Sans doute, la poésie de Claude Ber peut-elle dérouter au premier abord. Mais, bien vite, l’on est convaincu par son authenticité absolue et sans compromis, par son humanisme chevillé au corps et à l’âme, et, plus encore que par son humanisme, par sa vigoureuse et chaleureuse humanité. Chaque fois que j’ai rencontré Claude Ber – à Cerisy, à Nice –, celle-ci m’est apparue comme une personne extrêmement vivante, qui parle et qui écrit comme elle vit. Cette voix majeure de la poésie d’aujourd’hui est de ces pointures qui savent vous mettre à l’aise en quelques mots. C’est avec grand plaisir que je me ferai aujourd’hui l’écho des propos qui l’ont concernée, au sein du colloque Poèt(e)s qui s’est récemment tenu en ligne.
Qui est Claude Ber ?
Le jour du colloque, c’était à Patrick Quillier que revenait l’honneur et la joie de présenter Claude Ber. Il a ainsi rappelé que, après avoir reçu une solide formation philosophique, elle a enseigné, puis été inspectrice (IA-IPR), avant d’assumer des responsabilités ministérielles. Elle a pris sa part dans la Cité, et cet engagement résonne constamment dans son œuvre.
Sa bibliographie est marquée par une longue période sans publications : Claude Ber était requise par la nécessité de prendre soin d’une personne qui vivait la folie. Cette expérience singulière a influencé plus d’une page de son œuvre, notamment dans La mort n’est jamais comme.

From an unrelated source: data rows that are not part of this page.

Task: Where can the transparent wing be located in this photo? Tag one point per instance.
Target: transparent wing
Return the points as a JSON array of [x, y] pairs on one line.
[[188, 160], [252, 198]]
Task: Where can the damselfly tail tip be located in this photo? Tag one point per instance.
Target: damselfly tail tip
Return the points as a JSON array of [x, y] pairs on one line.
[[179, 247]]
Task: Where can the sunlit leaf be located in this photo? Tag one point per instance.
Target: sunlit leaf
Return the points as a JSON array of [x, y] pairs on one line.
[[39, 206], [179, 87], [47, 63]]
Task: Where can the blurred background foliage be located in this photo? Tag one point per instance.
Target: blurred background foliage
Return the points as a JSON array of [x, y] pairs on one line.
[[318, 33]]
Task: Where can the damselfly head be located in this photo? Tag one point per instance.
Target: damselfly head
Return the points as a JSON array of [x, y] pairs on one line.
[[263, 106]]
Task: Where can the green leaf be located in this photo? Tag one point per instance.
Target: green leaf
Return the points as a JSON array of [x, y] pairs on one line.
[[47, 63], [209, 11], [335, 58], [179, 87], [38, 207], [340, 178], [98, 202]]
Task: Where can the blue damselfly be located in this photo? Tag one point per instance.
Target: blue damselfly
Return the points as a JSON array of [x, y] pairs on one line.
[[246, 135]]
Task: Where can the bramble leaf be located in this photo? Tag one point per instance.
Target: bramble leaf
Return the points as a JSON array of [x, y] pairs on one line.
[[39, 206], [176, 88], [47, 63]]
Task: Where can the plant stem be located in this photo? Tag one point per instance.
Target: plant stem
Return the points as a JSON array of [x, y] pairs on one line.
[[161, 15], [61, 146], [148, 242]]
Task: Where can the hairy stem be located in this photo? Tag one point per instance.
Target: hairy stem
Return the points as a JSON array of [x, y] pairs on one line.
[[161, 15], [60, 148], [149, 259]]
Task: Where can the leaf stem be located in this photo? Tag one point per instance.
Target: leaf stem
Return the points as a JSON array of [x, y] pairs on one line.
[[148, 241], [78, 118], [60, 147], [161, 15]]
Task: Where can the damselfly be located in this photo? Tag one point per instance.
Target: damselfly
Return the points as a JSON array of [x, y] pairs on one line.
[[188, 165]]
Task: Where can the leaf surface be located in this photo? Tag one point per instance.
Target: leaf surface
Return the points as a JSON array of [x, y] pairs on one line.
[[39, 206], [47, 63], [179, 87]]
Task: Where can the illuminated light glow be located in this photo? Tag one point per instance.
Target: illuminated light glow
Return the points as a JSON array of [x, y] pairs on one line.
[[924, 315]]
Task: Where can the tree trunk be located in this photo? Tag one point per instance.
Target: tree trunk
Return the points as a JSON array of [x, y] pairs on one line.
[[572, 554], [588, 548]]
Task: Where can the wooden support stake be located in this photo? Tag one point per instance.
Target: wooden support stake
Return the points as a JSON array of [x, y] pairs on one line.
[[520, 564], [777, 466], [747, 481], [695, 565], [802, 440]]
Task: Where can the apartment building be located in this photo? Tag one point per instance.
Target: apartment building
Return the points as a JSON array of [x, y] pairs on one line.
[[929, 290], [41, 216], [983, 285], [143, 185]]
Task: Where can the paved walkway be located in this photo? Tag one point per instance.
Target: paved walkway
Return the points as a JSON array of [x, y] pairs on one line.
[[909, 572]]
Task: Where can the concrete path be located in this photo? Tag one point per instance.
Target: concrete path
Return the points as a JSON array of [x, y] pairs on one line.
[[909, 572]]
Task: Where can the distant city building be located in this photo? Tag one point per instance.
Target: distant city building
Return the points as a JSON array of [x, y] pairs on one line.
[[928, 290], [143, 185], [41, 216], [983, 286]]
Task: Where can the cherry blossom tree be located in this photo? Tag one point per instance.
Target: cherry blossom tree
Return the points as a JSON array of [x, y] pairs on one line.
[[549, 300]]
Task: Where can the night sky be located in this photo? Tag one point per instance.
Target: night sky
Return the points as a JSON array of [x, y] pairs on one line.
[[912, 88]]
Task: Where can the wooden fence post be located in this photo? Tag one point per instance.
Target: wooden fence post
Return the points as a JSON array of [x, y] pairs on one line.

Au-delà de ces aspects biographiques, Claude Ber est surtout une poète qui n’hésite pas à chanter l’infini, qui scande la délivrance. La poésie, pour elle, n’est pas un exercice intellectuel. Elle est simultanément charnelle et spirituelle. Claude Ber a toujours, comme elle le dit elle-même, préféré les mystiques aux dévots. Elle chante l’initiation au plus haut, dans le sillage d’Ulysse, de Jonas, de Simbad, sous le haut patronage des fous et des folles.
Claude Ber nous pousse à renouer avec le « courage d’entendre », puisant elle-même dans le courage d’une grand-mère résistante, qui lui expliquait : « Il y a des choses que non », phrase particulièrement marquante, qui deviendra le titre de l’un des ouvrages de la poète. Aussi Claude Ber appartient-elle à ce mouvement de la poésie qui n’hésite pas à reprendre certains traits de la tradition épique, celle où le « je » apparaît moins comme un individu que comme l’étendard d’un « nous », d’une parole collective.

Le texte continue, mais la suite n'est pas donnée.